PETIT LEXIQUE POÉTIQUE
KAKEMPHATON
Le "kakemphaton" du grec "kakemphatos" qui signifie "malsonnant" , d'où "inconvenant", "indécent" est une suite de sons malencontreuse qui aboutit à une "équivoque involontaire", comme dans la première édition d'HORACE :
Je suis Romaine, hélas, puisque mon époux l'est ;
L'hymen me fait de Rome embrasser l'intérêt.
Pour éviter cet "effet indésirable", CORNEILLE, dans l'édition de 1656, avait corrigé en une version définitive :
Je suis Romaine, hélas, puisqu'Horace est Romain,
J'en ai reçu le titre en recevant sa main.
On peut citer, également, toujours de CORNEILLE :
Et le désir s'accroît quand l'effet se recule. (Polyeucte. 1642)
ou :
Car ce n'est pas régner d'être deux à régner !
Adolphe DUMAS, vit sa pièce sifflée à cause de ce vers malencontreux :
Je sortirai du camp, mais quel que soit mon sort,
J'aurai montré du moins comme un vieillard en sort. (Le camp des Croisés. 1837)
On compare le kakemphaton à la cacophonie, mot d'origine grecque, également, est qui est presque une onomatopée étant donné qu'il s'agit de la rencontre de sons désagréable.
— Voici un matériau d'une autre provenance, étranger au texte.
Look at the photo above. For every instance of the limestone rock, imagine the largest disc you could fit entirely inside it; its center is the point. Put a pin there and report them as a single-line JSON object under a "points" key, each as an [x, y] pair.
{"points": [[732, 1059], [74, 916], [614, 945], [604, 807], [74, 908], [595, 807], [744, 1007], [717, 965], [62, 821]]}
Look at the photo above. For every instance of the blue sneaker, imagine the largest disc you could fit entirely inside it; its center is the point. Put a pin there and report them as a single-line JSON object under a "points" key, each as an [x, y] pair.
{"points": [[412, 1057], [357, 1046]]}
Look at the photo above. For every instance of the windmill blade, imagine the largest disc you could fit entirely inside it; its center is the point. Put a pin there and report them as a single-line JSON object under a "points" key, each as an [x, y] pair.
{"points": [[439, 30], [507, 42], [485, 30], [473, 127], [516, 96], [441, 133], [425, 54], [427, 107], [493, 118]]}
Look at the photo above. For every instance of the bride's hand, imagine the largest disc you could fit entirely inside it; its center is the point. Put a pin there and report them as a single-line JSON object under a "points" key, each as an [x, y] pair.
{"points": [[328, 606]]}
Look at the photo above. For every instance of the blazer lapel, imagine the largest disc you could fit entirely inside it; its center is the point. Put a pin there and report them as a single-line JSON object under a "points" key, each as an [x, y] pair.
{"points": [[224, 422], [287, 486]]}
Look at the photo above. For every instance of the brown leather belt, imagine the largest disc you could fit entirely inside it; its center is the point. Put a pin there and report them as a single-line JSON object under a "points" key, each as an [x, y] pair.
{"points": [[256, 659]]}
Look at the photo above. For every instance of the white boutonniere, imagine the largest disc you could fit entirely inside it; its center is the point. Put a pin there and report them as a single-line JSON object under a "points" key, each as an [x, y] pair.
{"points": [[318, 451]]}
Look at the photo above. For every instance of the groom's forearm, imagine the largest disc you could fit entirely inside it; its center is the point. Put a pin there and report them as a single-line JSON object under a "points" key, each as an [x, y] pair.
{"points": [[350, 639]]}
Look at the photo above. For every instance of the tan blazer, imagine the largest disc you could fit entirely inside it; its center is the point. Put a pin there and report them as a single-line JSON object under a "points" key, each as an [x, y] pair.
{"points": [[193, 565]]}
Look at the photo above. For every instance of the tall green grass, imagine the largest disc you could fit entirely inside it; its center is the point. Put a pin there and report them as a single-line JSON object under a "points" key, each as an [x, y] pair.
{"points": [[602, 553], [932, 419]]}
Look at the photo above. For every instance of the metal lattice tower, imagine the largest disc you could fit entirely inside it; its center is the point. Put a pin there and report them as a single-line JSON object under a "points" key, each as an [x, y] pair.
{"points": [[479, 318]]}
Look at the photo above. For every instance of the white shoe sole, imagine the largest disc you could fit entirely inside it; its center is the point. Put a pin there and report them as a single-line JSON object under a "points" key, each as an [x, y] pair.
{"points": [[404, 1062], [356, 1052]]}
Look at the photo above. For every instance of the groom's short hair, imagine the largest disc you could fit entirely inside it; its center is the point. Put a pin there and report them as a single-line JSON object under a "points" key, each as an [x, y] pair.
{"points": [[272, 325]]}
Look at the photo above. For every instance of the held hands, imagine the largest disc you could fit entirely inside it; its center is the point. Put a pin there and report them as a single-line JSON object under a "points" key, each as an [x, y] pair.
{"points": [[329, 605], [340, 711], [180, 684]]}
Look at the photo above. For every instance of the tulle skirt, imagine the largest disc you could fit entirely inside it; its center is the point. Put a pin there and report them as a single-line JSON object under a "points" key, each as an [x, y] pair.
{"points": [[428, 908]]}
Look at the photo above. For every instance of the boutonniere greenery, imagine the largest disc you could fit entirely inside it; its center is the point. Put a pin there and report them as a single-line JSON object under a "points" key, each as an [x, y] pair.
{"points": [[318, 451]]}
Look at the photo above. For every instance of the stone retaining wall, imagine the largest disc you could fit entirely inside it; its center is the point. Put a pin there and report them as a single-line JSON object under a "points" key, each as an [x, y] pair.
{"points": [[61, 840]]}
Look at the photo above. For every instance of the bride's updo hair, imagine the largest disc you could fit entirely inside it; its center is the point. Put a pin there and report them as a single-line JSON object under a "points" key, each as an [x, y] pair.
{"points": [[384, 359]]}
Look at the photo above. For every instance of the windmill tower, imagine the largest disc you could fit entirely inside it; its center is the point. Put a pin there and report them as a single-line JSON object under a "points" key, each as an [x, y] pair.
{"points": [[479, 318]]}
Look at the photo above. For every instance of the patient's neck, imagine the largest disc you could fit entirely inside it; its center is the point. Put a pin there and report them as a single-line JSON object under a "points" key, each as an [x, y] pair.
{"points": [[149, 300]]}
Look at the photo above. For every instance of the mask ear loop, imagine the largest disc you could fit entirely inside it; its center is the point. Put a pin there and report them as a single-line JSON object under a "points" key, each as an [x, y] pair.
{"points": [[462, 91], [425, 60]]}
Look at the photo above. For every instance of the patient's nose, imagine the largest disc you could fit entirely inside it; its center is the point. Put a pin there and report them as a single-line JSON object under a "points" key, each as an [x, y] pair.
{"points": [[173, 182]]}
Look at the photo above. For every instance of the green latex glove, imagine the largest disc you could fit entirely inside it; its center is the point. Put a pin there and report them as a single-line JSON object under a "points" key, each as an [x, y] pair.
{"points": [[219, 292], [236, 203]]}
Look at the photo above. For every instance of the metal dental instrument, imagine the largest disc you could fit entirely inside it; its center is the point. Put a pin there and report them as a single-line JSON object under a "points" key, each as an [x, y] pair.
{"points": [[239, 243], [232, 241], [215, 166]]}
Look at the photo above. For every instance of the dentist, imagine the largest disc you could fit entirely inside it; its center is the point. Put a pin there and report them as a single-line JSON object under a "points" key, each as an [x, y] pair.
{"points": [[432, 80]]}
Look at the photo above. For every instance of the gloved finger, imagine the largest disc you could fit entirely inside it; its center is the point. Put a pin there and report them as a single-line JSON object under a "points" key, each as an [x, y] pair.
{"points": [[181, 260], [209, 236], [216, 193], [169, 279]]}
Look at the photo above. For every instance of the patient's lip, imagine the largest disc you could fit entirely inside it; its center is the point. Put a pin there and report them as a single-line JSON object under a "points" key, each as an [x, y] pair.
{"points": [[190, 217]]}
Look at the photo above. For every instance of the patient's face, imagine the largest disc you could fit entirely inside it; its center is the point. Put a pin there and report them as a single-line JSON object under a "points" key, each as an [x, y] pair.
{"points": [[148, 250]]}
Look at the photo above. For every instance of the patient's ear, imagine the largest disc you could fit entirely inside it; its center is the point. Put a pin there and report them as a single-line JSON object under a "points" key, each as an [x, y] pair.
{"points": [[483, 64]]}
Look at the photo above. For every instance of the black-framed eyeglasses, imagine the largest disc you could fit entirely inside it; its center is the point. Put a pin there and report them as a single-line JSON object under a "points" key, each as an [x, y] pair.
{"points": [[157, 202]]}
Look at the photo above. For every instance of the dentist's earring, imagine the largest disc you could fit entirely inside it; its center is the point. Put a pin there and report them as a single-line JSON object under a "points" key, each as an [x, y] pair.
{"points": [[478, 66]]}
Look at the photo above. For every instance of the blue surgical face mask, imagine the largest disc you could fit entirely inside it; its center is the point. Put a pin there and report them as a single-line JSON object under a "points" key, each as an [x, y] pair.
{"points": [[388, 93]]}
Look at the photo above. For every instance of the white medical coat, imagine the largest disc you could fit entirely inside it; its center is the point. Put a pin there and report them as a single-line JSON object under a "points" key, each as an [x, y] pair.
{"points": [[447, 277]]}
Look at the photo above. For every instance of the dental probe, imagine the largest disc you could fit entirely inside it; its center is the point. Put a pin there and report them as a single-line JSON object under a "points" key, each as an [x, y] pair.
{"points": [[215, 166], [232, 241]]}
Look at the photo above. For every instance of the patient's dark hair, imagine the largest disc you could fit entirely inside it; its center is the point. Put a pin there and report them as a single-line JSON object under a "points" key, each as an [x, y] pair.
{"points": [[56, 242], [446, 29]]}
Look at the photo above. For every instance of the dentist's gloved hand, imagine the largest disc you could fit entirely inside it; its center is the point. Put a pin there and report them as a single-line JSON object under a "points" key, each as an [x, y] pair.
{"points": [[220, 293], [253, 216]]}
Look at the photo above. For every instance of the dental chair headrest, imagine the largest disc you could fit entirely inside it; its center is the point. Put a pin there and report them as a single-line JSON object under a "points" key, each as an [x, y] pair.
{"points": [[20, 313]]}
RONSARD serait le premier à l'avoir employé.
Sauf effet recherché, comme par exemple le calembour ou encore la fable express, le kakemphaton doit être évité, étant donné qu'il nuit à l'harmonie des vers qui sont faits pour être entendus, même lorsqu'ils sont lus silencieusement.
On peut retrouver des vers cacophoniques dans les oeuvres des meilleurs auteurs, comme ce "kiki" (qui) apparaît dans le vers suivant, encore de CORNEILLE :
Quelle que soit sa mère et de qui qu'il soit fils
.
Comment ne pas sourire quand on lit aussi ce vers de VOLTAIRE :
Non, il n'est rien que Nanine n'honore.
(Nanine ou le préjugé vaincu. 1749. Voltaire)
Le jeune HEREDIA avait envoyé un de ses poèmes à LECONTE DE LISLE, qui lui donna quelques conseils de correction à opérer, notamment pour le vers suivant :
Il ne dort plus depuis que son chef blanc branla.
"Blanc branla" ne fait pas une bonne consonance.
Fuyant le kakemphaton, la poésie française recherche, au contraire, l'euphonie qui satisfait l'oreille. Il existe, par contre, des répétitions de voyelles ou de consonnes qui ne sont pas désagréables, mais, au contraire, plaisantes et expressives, telles que l'assonance, l'allitération, qui en donnent de bons exemples quand cela est intelligemment dosé.